Manganese complexes of mixed O, X, O-donor ligands (X = S or Se): synthesis, characterization and catalytic reactivity

Abstract

Complexes of manganese with two tridentate ligands, H₂L^Se and H₂L^S, containing [O, Se, O] or [O, S, O]-donor atoms, respectively, are described. The bisphenolate ligands yield complexes [Mn^III₂L^Se₂(μ-OCH₃)₂(CH₃OH)₂] 1, [Mn^III₂L^S₂(μ-OCH₃)₂(CH₃OH)₂] 2, Bu₄N[Mn^IIIL^Se₂] 3, Bu₄N[Mn^IIIL^S₂] 4, [Mn^IVL^Se₂] 5 and [Mn^IVL^S₂] 6. The ferrocene adduct of 5, i.e. [Mn^IVL^Se₂]·Fe(C₅H₅)₂5a is also described.

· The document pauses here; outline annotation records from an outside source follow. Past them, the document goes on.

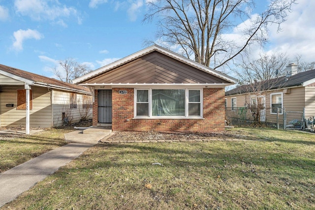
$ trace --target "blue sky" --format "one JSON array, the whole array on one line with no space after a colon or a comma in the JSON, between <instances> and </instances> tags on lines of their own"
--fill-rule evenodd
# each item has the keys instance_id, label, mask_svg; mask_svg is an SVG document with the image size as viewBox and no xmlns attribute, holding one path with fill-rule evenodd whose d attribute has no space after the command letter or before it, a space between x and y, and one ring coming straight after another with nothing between
<instances>
[{"instance_id":1,"label":"blue sky","mask_svg":"<svg viewBox=\"0 0 315 210\"><path fill-rule=\"evenodd\" d=\"M283 31L272 29L266 50L285 52L292 61L296 55L315 61L315 1L298 2ZM154 40L155 25L142 23L145 3L0 0L0 63L50 77L57 61L69 57L97 69L143 49L144 40Z\"/></svg>"}]
</instances>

The crystal structures of 1, 5a and 6 have been determined. The compounds have been thoroughly characterized by various physical methods, including IR, MS, UV-vis, EPR and magnetic susceptibility measurements. Low temperature electrochemical results at −25 °C strongly suggest that the electrochemical oxidations are not only ligand-centered, i.e. formation of phenoxyl radicals from the coordinated phenolates, but also metal-centered generating Mn(IV) species. The manganese(III) monomers 3 and 4 have been found to be oxidation catalysts with dihydrogen peroxide as the oxidant for epoxidation of alkenes, like styrene, stilbene and cyclohexene. The selenium containing ligand exhibits higher turnover numbers than the sulfur containing ligand.